The issue happens very rarely when remote server is heavily overloaded and client sees all kinds of failures, including connections refused, resets and timeouts. There are no leaked FDs with other exceptions, only with this one.

Connections happen over HTTPS, remote server is Apache/2.4.25 (Amazon) OpenSSL/1.0.1k-fips PHP/5.6.29. Initially I noticed leaks with aiohttp 1.1.1 and thought it was caused by #1568 but upgrading to 1.3.3 didn't help.

Currently I'm running it with PYTHONASYNCIODEBUG=1 but so far no such timeouts yet. Any ideas how to debug that?

Your environment

aiohttp 1.3.3, Debian Jessie, Python 3.4

#1568 is bug in python3.5 and up, could you upgrade python?

If it's bug in python 3.5 and up, why am I affected with 3.4? Or do I misunderstand something?

Upgrading to python 3.5 wouldn't be easy because there are no official 3.5 packages for jessie and issue happens only on production, don't want to mess with packages there.
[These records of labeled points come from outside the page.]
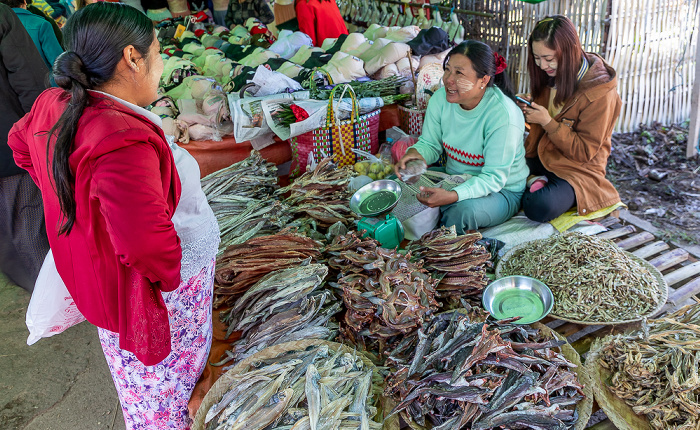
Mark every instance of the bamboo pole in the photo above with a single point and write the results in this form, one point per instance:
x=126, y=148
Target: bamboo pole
x=694, y=133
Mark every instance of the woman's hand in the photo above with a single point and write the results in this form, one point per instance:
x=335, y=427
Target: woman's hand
x=411, y=154
x=436, y=197
x=536, y=114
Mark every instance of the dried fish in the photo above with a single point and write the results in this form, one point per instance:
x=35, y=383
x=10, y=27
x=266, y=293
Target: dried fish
x=281, y=400
x=285, y=305
x=457, y=260
x=241, y=266
x=386, y=295
x=321, y=195
x=591, y=279
x=655, y=369
x=465, y=374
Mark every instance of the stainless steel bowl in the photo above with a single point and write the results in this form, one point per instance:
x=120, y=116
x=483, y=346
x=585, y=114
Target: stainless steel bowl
x=523, y=296
x=372, y=199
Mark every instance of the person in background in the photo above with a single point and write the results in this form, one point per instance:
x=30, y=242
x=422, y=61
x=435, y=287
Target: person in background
x=39, y=30
x=574, y=109
x=132, y=234
x=22, y=78
x=473, y=120
x=240, y=10
x=320, y=19
x=56, y=29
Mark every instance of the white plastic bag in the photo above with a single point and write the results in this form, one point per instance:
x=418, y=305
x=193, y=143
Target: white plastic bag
x=51, y=309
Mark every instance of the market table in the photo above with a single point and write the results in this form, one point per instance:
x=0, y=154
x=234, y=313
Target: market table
x=680, y=268
x=212, y=156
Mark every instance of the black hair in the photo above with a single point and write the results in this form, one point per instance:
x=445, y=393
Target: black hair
x=13, y=3
x=484, y=63
x=95, y=37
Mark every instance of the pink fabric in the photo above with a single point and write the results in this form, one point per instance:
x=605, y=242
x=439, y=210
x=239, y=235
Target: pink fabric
x=156, y=397
x=123, y=250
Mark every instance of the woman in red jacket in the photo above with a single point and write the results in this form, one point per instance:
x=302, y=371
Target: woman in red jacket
x=320, y=19
x=132, y=235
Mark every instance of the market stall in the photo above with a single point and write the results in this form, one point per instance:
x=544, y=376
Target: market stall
x=328, y=313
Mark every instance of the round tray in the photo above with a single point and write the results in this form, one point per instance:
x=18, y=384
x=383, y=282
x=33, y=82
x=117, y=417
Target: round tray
x=584, y=408
x=660, y=282
x=619, y=412
x=222, y=385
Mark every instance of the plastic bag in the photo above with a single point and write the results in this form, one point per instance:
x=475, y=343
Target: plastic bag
x=51, y=309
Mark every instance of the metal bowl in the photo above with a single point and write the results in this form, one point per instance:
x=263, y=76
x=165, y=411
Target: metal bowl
x=376, y=198
x=522, y=296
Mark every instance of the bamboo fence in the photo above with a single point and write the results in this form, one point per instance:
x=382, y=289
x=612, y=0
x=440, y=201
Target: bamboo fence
x=650, y=43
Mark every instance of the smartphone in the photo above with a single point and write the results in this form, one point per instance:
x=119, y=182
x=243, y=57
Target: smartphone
x=522, y=100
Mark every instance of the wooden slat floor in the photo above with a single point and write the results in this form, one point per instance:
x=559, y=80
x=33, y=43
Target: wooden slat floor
x=680, y=268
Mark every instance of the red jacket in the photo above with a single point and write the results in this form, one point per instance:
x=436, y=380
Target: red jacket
x=320, y=19
x=123, y=249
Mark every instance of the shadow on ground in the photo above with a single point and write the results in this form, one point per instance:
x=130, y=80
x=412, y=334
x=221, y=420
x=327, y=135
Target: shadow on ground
x=59, y=383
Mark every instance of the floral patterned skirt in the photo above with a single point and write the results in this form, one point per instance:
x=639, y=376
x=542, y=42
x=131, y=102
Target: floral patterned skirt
x=156, y=397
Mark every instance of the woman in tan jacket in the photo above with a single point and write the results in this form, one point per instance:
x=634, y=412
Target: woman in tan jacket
x=574, y=107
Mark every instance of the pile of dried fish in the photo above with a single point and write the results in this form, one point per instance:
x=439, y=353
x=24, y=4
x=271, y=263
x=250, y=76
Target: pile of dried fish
x=460, y=372
x=350, y=241
x=316, y=388
x=283, y=306
x=457, y=260
x=321, y=195
x=655, y=369
x=243, y=265
x=241, y=198
x=386, y=295
x=592, y=279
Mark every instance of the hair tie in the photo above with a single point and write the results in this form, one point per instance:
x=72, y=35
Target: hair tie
x=500, y=63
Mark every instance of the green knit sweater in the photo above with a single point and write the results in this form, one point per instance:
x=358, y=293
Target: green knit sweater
x=485, y=142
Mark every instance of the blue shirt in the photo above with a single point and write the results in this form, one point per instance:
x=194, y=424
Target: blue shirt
x=42, y=35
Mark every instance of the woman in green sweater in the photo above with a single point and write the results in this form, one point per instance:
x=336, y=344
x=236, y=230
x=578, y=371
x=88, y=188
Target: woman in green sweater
x=480, y=128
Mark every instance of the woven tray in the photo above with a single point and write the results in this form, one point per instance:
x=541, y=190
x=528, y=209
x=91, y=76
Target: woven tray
x=223, y=384
x=584, y=408
x=660, y=282
x=619, y=412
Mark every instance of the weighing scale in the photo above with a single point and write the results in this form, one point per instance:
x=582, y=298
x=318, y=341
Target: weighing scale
x=374, y=203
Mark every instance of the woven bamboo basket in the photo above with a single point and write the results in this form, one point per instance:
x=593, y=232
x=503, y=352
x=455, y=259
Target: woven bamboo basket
x=660, y=282
x=584, y=408
x=233, y=375
x=619, y=412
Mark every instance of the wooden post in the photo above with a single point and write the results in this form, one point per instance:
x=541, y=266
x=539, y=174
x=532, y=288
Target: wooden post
x=694, y=132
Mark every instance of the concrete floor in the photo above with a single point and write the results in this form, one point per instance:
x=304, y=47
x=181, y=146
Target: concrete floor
x=59, y=383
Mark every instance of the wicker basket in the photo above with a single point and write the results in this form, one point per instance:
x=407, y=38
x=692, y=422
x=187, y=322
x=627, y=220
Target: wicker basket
x=660, y=282
x=584, y=408
x=619, y=412
x=223, y=384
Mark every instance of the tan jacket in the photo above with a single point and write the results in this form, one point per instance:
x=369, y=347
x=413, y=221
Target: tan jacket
x=575, y=145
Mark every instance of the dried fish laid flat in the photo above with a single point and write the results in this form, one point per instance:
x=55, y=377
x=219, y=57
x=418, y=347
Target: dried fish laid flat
x=592, y=279
x=457, y=260
x=241, y=197
x=386, y=296
x=241, y=266
x=306, y=385
x=321, y=195
x=283, y=306
x=461, y=372
x=655, y=369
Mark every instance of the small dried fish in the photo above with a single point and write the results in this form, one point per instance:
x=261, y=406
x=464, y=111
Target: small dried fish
x=656, y=369
x=591, y=279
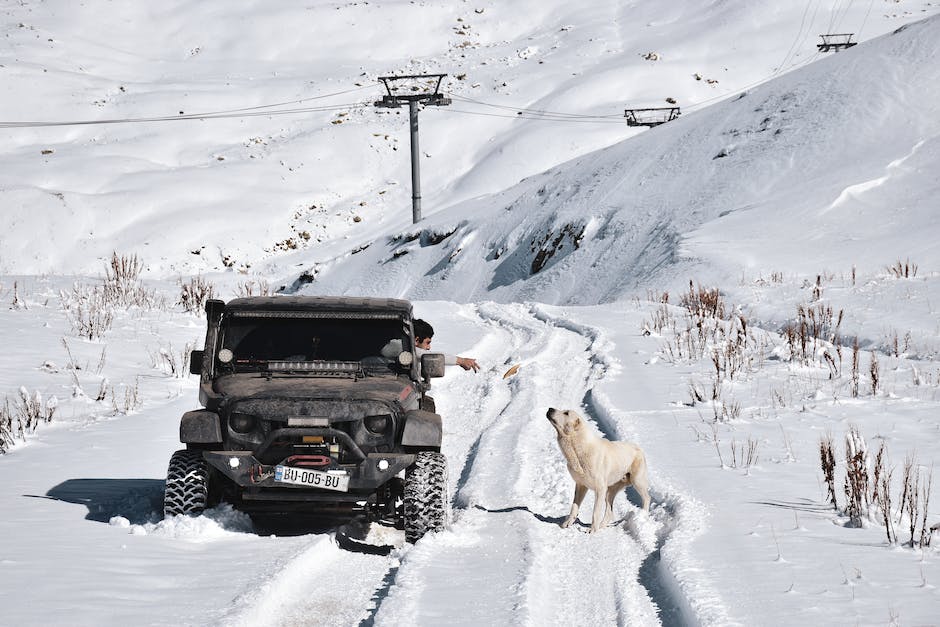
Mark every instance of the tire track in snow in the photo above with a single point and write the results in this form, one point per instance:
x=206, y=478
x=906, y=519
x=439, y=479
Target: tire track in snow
x=675, y=520
x=505, y=559
x=321, y=584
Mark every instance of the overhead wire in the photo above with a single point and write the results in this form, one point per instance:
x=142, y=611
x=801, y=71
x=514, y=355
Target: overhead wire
x=519, y=113
x=255, y=111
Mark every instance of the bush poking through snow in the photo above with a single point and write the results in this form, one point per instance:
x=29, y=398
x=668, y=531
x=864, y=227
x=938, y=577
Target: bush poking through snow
x=89, y=311
x=22, y=418
x=247, y=289
x=857, y=488
x=827, y=458
x=868, y=490
x=194, y=294
x=905, y=270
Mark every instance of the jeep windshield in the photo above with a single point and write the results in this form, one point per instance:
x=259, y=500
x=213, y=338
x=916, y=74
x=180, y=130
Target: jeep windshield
x=310, y=344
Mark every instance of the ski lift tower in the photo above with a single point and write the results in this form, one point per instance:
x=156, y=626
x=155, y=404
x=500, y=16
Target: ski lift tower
x=836, y=41
x=651, y=117
x=415, y=89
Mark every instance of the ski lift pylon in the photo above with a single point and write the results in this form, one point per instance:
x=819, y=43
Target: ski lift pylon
x=651, y=116
x=836, y=41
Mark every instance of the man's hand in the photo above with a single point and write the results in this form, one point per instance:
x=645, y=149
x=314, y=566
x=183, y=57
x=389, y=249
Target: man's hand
x=468, y=363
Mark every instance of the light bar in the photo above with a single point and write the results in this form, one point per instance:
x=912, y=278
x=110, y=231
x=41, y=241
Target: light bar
x=302, y=421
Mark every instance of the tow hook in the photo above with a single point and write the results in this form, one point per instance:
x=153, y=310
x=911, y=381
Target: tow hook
x=257, y=473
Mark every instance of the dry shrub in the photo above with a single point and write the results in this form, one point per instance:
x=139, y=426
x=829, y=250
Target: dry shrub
x=857, y=485
x=827, y=458
x=903, y=270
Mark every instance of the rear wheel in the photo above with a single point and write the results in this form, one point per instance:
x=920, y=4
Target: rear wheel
x=187, y=484
x=426, y=502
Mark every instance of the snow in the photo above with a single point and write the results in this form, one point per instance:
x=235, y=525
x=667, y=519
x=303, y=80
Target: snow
x=793, y=181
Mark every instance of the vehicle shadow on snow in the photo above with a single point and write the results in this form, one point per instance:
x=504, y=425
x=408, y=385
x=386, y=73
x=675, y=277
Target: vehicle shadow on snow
x=138, y=500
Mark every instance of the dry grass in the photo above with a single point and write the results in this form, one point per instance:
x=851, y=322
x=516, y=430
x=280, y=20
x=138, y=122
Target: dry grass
x=194, y=294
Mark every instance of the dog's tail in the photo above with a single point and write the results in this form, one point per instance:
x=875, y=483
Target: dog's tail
x=638, y=467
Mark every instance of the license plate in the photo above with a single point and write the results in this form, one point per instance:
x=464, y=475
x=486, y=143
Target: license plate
x=313, y=478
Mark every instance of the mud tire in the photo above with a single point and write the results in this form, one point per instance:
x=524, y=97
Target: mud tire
x=187, y=484
x=425, y=504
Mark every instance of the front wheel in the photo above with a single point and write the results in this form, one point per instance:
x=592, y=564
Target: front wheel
x=187, y=484
x=425, y=500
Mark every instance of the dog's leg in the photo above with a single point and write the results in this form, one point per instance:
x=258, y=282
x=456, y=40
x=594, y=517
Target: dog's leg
x=579, y=492
x=641, y=482
x=600, y=505
x=612, y=493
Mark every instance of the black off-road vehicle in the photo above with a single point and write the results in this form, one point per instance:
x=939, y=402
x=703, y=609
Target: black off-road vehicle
x=313, y=406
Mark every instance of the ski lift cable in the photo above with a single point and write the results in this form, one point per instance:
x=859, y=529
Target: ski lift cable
x=177, y=118
x=796, y=40
x=539, y=118
x=533, y=111
x=871, y=4
x=224, y=113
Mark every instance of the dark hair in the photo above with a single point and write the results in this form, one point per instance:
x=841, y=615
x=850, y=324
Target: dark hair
x=422, y=329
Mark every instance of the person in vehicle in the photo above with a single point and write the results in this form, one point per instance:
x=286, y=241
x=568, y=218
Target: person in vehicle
x=423, y=334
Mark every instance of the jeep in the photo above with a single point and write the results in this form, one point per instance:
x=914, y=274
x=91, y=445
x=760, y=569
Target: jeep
x=316, y=406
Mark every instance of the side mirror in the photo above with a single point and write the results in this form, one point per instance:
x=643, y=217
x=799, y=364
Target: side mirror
x=432, y=365
x=195, y=362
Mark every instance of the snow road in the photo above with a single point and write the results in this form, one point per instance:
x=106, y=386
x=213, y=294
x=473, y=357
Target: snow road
x=503, y=560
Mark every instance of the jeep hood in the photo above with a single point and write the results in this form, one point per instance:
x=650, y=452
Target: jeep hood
x=243, y=386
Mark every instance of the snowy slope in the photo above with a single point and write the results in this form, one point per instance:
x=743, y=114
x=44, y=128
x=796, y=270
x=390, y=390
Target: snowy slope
x=796, y=193
x=73, y=194
x=860, y=129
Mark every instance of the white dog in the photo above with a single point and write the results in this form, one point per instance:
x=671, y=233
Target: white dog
x=597, y=464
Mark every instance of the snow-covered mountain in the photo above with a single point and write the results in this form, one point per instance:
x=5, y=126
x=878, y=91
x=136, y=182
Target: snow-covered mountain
x=241, y=144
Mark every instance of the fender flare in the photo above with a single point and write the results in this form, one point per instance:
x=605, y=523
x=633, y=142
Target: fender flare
x=200, y=426
x=422, y=428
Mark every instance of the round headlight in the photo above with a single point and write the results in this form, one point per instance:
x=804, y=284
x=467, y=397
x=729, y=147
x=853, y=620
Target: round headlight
x=378, y=424
x=241, y=423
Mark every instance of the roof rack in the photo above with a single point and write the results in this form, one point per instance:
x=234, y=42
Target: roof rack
x=836, y=41
x=651, y=117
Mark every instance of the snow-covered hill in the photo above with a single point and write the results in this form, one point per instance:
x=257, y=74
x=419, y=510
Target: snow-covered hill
x=829, y=167
x=796, y=187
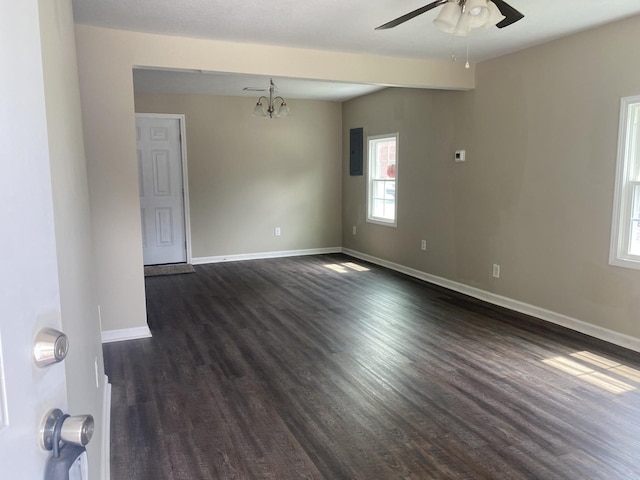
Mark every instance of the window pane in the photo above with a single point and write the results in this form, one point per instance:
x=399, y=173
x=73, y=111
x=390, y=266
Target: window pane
x=633, y=150
x=382, y=179
x=634, y=231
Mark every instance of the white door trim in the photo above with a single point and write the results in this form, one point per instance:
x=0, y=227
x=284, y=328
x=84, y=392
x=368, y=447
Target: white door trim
x=185, y=174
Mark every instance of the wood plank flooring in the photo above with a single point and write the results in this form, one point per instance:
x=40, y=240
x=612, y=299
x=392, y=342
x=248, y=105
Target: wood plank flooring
x=315, y=368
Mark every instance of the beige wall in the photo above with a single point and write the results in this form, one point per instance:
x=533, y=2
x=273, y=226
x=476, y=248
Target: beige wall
x=535, y=194
x=105, y=61
x=248, y=175
x=72, y=220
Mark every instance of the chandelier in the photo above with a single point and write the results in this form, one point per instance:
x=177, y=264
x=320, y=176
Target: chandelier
x=270, y=112
x=460, y=17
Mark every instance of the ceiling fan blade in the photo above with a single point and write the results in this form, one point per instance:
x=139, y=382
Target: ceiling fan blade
x=510, y=13
x=415, y=13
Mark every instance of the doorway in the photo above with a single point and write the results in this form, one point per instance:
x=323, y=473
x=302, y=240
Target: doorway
x=163, y=187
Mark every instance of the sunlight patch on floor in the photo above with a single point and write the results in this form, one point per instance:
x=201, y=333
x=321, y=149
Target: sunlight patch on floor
x=345, y=267
x=584, y=364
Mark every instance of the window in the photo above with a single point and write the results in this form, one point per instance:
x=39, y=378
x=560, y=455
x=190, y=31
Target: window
x=381, y=179
x=625, y=235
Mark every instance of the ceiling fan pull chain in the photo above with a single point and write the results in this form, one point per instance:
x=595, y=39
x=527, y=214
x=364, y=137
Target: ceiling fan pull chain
x=466, y=65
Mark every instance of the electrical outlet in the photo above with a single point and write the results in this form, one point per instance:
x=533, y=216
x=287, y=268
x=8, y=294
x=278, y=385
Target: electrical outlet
x=95, y=364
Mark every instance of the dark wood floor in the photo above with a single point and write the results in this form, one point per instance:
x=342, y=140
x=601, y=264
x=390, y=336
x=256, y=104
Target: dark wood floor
x=304, y=368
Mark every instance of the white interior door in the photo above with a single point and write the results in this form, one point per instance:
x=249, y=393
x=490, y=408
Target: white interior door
x=29, y=288
x=161, y=190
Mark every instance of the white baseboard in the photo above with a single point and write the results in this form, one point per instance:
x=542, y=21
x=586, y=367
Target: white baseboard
x=106, y=431
x=109, y=336
x=611, y=336
x=263, y=255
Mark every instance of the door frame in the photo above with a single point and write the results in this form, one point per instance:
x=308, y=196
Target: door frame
x=185, y=173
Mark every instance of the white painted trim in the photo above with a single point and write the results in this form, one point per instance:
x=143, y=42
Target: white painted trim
x=596, y=331
x=263, y=255
x=185, y=172
x=106, y=430
x=109, y=336
x=622, y=202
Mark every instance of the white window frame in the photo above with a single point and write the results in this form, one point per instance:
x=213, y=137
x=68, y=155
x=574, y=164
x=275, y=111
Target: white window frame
x=371, y=140
x=628, y=160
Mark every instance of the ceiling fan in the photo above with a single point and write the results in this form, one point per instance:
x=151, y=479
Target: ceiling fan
x=459, y=17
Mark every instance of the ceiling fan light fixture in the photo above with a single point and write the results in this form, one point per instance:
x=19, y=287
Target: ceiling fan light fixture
x=449, y=17
x=272, y=111
x=283, y=111
x=258, y=110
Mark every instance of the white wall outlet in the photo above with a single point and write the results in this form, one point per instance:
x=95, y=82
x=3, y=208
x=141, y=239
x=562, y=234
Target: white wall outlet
x=95, y=364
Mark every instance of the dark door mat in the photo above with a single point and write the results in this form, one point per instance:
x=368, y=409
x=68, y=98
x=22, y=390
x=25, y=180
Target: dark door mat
x=176, y=269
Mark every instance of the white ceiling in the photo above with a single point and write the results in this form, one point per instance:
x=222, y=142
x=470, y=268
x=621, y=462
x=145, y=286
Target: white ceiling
x=338, y=25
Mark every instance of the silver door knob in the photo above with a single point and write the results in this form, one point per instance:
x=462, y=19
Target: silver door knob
x=56, y=426
x=50, y=346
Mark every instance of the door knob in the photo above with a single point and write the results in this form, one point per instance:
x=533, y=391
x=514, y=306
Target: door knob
x=50, y=346
x=57, y=427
I'll try to at least replicate the issue with 3.5 on test system.

Maybe I could just try to apply patch from https://bugs.python.org/issue29406 to asyncio in 3.4? Would this make sense?

that patch is for 3.5. let me review timeout related code

I think this is bug in asyncio._SelectorSslTransport implementation.

if ssl handshake takes more time than timeout, aiohttp cancels loop.create_connection()
call, tis cancels waiter future, but ssl transport handshake implementation does not do any checks for closing state and continues handshake.

I think new ssl transport implementation from py3.5 suffers from the same problem.

technically, it is not related TimeoutError. it is problem with create_connection() cancelation during handshake process.

@asvetlov @1st1

this will be fixed in next python bugfix version

lock commented

This thread has been automatically locked since there has not been
any recent activity after it was closed. Please open a new issue for
related bugs.

If you feel like there's important points made in this discussion,
please include those exceprts into that new issue.